We also discussed the two types of image segmentation: Semantic Segmentation and Instance Segmentation. Again, let’s take an example to understand both of these types:

types of image segmentation

All 5 objects in the left image are people. Hence, semantic segmentation will classify all the people as a single instance. Now, the image on the right also has 5 objects (all of them are people). But here, different objects of the same class have been assigned as different instances. This is an example of instance segmentation.

Part one covered different techniques and their implementation in Python to solve such image segmentation problems. In this article, we will be implementing a state-of-the-art image segmentation technique called Mask R-CNN to solve an instance segmentation problem.

Understanding Mask R-CNN

Mask R-CNN is basically an extension of Faster R-CNN. Faster R-CNN is widely used for object detection tasks. For a given image, it returns the class label and bounding box coordinates for each object in the image. So, let’s say you pass the following image:

cat and dog

The Fast R-CNN model will return something like this:

cat and dog: object detection

The Mask R-CNN framework is built on top of Faster R-CNN. So, for a given image, Mask R-CNN, in addition to the class label and bounding box coordinates for each object, will also return the object mask.

Let’s first quickly understand how Faster R-CNN works. This will help us grasp the intuition behind Mask R-CNN as well.

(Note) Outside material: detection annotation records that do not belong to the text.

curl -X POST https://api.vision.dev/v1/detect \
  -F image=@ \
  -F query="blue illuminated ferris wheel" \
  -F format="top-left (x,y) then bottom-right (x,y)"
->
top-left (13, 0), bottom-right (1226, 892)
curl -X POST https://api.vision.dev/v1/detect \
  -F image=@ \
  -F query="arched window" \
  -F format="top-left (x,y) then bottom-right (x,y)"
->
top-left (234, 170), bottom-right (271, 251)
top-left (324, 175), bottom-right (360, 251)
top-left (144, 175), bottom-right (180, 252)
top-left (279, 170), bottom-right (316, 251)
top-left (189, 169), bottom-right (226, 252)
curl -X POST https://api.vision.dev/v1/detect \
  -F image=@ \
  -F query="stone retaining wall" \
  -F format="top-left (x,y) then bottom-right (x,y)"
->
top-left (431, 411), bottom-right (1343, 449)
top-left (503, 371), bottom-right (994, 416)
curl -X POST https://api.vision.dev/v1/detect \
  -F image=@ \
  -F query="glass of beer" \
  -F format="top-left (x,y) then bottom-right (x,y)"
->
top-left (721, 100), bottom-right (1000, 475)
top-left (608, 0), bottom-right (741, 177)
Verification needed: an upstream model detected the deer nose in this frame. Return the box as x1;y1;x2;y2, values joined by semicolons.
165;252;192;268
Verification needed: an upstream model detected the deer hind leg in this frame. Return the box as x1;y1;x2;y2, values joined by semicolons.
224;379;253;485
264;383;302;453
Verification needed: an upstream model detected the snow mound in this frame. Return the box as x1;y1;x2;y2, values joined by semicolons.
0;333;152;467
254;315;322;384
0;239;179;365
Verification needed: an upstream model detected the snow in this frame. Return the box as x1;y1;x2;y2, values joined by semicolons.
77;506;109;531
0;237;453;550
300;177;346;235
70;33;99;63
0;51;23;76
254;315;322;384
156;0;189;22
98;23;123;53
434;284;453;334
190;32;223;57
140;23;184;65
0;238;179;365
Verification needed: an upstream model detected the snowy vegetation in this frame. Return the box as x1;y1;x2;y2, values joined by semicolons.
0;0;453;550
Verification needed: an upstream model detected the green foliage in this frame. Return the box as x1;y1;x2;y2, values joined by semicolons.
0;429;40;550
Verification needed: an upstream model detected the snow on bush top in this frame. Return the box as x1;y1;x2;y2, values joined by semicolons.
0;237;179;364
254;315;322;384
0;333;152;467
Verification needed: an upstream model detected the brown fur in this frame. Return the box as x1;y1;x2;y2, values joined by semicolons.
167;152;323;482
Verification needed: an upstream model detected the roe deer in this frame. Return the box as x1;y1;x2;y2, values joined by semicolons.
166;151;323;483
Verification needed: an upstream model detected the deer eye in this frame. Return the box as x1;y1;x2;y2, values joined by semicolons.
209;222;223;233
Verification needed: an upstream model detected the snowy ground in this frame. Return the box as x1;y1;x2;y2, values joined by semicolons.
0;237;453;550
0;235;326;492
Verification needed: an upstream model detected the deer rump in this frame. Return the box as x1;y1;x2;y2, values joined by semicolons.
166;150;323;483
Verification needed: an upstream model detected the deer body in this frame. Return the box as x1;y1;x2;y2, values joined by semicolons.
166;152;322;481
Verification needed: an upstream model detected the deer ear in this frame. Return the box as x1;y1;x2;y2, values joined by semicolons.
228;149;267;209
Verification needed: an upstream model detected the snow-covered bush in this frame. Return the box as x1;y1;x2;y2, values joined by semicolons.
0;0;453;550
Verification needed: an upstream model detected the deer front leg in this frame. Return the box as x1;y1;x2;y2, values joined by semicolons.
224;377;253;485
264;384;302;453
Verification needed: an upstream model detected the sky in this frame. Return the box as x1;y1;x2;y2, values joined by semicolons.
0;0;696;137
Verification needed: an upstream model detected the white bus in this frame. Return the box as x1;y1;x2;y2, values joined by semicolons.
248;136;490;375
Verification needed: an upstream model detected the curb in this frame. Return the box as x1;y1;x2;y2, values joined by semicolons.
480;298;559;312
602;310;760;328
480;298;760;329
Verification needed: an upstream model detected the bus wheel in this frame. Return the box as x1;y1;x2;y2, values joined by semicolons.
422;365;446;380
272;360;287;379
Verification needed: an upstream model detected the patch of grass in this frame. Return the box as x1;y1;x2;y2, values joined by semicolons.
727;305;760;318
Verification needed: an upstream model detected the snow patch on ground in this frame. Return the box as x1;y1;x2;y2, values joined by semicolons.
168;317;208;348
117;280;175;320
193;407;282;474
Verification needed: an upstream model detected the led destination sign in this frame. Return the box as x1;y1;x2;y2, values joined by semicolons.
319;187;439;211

  • Faster R-CNN first uses a ConvNet to extract feature maps from the images
  • These feature maps are then passed through a Region Proposal Network (RPN) which returns the candidate bounding boxes
  • We then apply an RoI pooling layer on these candidate bounding boxes to bring all the candidates to the same size
  • And finally, the proposals are passed to a fully connected layer to classify and output the bounding boxes for objects

Once you understand how Faster R-CNN works, understanding Mask R-CNN will be very easy. So, let’s understand it step-by-step starting from the input to predicting the class label, bounding box, and object mask.

Backbone Model

Similar to the ConvNet that we use in Faster R-CNN to extract feature maps from the image, we use the ResNet 101 architecture to extract features from the images in Mask R-CNN. So, the first step is to take an image and extract features using the ResNet 101 architecture. These features act as an input for the next layer.

Region Proposal Network (RPN)

Now, we take the feature maps obtained in the previous step and apply a region proposal network (RPM). This basically predicts if an object is present in that region (or not). In this step, we get those regions or feature maps which the model predicts contain some object.

Region of Interest (RoI)

The regions obtained from the RPN might be of different shapes, right? Hence, we apply a pooling layer and convert all the regions to the same shape. Next, these regions are passed through a fully connected network so that the class label and bounding boxes are predicted.

Till this point, the steps are almost similar to how Faster R-CNN works. Now comes the difference between the two frameworks. In addition to this, Mask R-CNN also generates the segmentation mask.

For that, we first compute the region of interest so that the computation time can be reduced. For all the predicted regions, we compute the Intersection over Union (IoU) with the ground truth boxes. We can computer IoU like this:

IoU = Area of the intersection / Area of the union

Now, only if the IoU is greater than or equal to 0.5, we consider that as a region of interest. Otherwise, we neglect that particular region. We do this for all the regions and then select only a set of regions for which the IoU is greater than 0.5.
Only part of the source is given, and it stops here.